Na minha terra, outrora,
eram as procissões grandes e belos quadros, pelo colorido e pela imponência.
A procissão dos Passos era grandiosa,
a gente grada da terra envergava uma opa, ou para levar um anjo, ou para levar
o andor ás costas, ou para levar uma vara de mando.
Antes da procissão sair
havia sermão.
O sermão exigia pregador de “trus”
, porque no fim tinha que fazer uma peroração ardente e forte, finda a qual
corria, no altar-mor, um pano, deixando ver num quadro grandioso, a imagem do Senhor
dos Passos, toda envolvida de luzes e velas e de anjos que tinham nas mão os
instrumentos da Paixão-cravos, esponjas, coroas de espinhos, etc.
Depois a procissão saia,
entre massas compactas de povo, e na Praça dava-se o encontro, episódio que
consistia em a Senhora de ao Pé da Cruz, acompanhada de S. João Evangelista,
esperar a chegada do andor do Senhor dos Passos, e mal o avistavam, correr para
ele.
E outras procissões havia,
que me lembre, a de Domingo de Cinzas com muitos andores, e as que se faziam
para pedir chuva, que metiam o poder do mundo de gente-
Durante o percurso de alguma
procissões, pendiam nas janelas colchas do mais variado matiz e da mais
preciosa lavra.
…
Grandes, eram as festas da
Semana Santa, que na minha terra tinha todo o cenário e toda a carpintaria duma
grande peça teatral.
Eram os Ramos, com as palmas
e as cruzes de alecrim que o povo ia colocar nas searas.
Eram as Trevas, donde os
rapazes vinham, à tardinha, tocando trancalhetas e matracas.
Eram as Igrejas todas
abertas, muito bonitas, o ar cheirando a alecrim e rosmaninho, e na igreja da
Saúde, as “beatas”, num coro de rótulas, cantando elegias místicas, uma das
quais ainda me soa nos ouvidos como um cântico de saudade.
A noite, a procissão das
Bandeiras, só com opas pretas, que à luz de lampiões velados visitavam as
igrejas, ao som dum cantochão triste.
***E VINHA O GRANDE DIA***
A
Sexta –feira da Paixão do Senhor. A procissão à noite é das
fantasmagorias mais impressionantes que maus olhos têm visto, mesmo quando
sonham.
O esquife de Deus vem
rodeado de luzes.
Atrás, vestidas de negro,
vão a imagem da Senhora de ao Pé da Cruz e S. João Evangelista.
Opas de todas as cores,
tapando as cabeças, e as luzes veladas em papel.

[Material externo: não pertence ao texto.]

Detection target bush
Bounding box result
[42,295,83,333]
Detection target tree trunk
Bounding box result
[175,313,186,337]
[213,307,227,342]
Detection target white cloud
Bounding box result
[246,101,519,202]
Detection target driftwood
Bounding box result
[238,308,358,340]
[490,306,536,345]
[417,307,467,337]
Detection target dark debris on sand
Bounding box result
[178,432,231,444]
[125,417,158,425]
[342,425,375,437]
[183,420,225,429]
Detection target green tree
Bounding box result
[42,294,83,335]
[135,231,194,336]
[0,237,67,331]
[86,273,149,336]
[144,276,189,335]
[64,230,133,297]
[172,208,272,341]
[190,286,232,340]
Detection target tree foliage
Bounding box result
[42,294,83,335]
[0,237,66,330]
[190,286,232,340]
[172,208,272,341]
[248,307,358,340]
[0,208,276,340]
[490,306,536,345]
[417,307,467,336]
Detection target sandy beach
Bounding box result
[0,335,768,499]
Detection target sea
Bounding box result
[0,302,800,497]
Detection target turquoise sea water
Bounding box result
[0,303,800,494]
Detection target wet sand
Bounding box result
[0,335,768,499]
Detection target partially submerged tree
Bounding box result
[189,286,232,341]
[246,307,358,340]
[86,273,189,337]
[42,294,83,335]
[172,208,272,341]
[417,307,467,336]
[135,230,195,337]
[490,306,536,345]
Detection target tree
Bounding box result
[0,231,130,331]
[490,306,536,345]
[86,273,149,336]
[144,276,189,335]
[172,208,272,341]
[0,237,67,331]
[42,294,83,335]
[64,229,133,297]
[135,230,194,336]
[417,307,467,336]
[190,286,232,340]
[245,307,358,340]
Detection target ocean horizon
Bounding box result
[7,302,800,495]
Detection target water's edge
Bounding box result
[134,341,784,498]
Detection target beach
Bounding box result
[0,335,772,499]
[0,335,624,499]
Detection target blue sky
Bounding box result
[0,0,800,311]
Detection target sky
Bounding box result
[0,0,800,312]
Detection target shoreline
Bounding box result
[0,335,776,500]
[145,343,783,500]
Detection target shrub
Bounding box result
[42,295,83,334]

Um cantochão, acompanhado de
um barítono, fere a sonoridade da noite primaveril.
Por vezes o cantochão cala-se,
e a procissão estaca.
A multidão que redemoinha aquieta-se
como quem espera.
E de longe, vem uma voz de
soprano cantando a Paixão do Senhor. É o “VOS, OMNES”, uma mulher vestida de
preto com um véu branco, que traz nas mão a sagrada verónica.
Em determinados pontos a
procissão pára, levantam o véu ao “Vos Omnes”, e ela que é sempre uma donzela,
canta na quietude da noite, e no silêncio da multidão.
Mal acaba, soa, do outro
lado, ao longe, uma matraca, e a procissão, entre luzes, murmúrios de rezas, e sussurros
de povoléu que dispersa, para ir ao outro canto ouvir o “Vos Omnes”, segue o
seu caminho ao som dos cânticos de três Marias que vão atrás do ataúde.
Ao recolher, a multidão
enche a Igreja e lá em cima no Altar, à luz escassa de duas velas, os turíbulos
enchem de incenso o túmulo de Cristo, e um padre reza singelamente os
responsos.
E no meio do silêncio da
Igreja cheia de gente e às escuras, mal o padre diz “Requiescat in Pace” sente-se
o estampido seco da tampa do túmulo que cai, e a seguir, imediatamente, o “Vos
Omnes” desfere, pela vez derradeira, o seu cântico de amor divinamente triste.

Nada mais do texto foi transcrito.